Críticas:
"Unruly Visions is a formidable, powerful, and necessary study of queer diasporas that a wide range of readers, from the general public to diaspora studies scholars, will at once find illuminating and profound." -- Shabnam Rathee and Rahul K. Gairola * South Asian Review * "Unruly Visions demonstrates how, in curating and (re)positioning juxtaposed archives, regions and temporalities, new affective linkages are formed. Sitting at the intersection of queer, affect and area studies, this book peers backwards into queer regional archives with unruly, resistant and keen eyes that look to new modes of curating, writing and scholarship that all see(k) to confound conventional conceptions of local/global and metropolis/diaspora divisions." -- Polly Hember * LSE Review of Books * "Unruly Visions is a significant addition to the groundbreaking Perverse Modernities series published by Duke University Press and edited by Jack Halberstam and Lisa Lowe. . . . This book is highly recommended for academic libraries, especially those that serve institutions with heavy emphasis on research in visual studies, contemporary art history, postcolonial studies, gender and sexuality studies, and diaspora studies." -- Andrew Wang * Art Libraries Society of North America *
Reseña del editor:
In Unruly Visions Gayatri Gopinath brings queer studies to bear on investigations of diaspora and visuality, tracing the interrelation of affect, archive, region, and aesthetics through an examination of a wide range of contemporary queer visual culture.
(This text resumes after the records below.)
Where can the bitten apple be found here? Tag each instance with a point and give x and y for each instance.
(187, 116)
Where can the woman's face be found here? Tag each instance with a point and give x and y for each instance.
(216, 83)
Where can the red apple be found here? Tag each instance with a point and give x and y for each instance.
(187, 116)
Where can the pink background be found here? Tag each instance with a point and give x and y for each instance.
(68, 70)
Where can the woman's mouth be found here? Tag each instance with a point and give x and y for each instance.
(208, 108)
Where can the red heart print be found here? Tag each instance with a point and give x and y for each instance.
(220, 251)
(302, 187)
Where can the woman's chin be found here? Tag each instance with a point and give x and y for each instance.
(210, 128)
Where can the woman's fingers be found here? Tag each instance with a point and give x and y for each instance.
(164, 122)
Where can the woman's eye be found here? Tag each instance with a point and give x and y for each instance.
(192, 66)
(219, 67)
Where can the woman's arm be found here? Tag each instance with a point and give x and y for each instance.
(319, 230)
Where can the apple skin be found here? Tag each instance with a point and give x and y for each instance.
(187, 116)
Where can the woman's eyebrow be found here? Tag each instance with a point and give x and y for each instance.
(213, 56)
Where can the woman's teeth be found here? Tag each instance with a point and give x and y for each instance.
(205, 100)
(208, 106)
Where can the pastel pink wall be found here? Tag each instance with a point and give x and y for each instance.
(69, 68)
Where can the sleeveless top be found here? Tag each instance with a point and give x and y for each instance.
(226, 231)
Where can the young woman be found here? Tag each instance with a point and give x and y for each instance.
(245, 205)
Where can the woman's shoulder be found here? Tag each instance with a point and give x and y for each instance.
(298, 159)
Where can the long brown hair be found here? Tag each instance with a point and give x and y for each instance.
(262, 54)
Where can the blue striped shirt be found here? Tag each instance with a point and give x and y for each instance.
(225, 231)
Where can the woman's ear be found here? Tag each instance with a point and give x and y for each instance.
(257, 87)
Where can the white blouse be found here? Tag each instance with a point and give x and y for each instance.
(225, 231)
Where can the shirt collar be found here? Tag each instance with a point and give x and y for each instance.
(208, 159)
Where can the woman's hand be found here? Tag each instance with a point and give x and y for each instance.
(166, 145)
Spanning film, fine art, poetry, and photography, these cultural forms-which Gopinath conceptualizes as aesthetic practices of queer diaspora-reveal the intimacies of seemingly disparate histories of (post)colonial dwelling and displacement and are a product of diasporic trajectories. Countering standard formulations of diaspora that inevitably foreground the nation-state, as well as familiar formulations of queerness that ignore regional gender and sexual formations, she stages unexpected encounters between works by South Asian, Middle Eastern, African, Australian, and Latinx artists such as Tracey Moffatt, Akram Zaatari, and Allan deSouza. Gopinath shows how their art functions as regional queer archives that express alternative understandings of time, space, and relationality. The queer optics produced by these visual practices creates South-to-South, region-to-region, and diaspora-to-region cartographies that profoundly challenge disciplinary and area studies rubrics. Gopinath thereby provides new critical perspectives on settler colonialism, empire, military occupation, racialization, and diasporic dislocation as they indelibly mark both bodies and landscapes.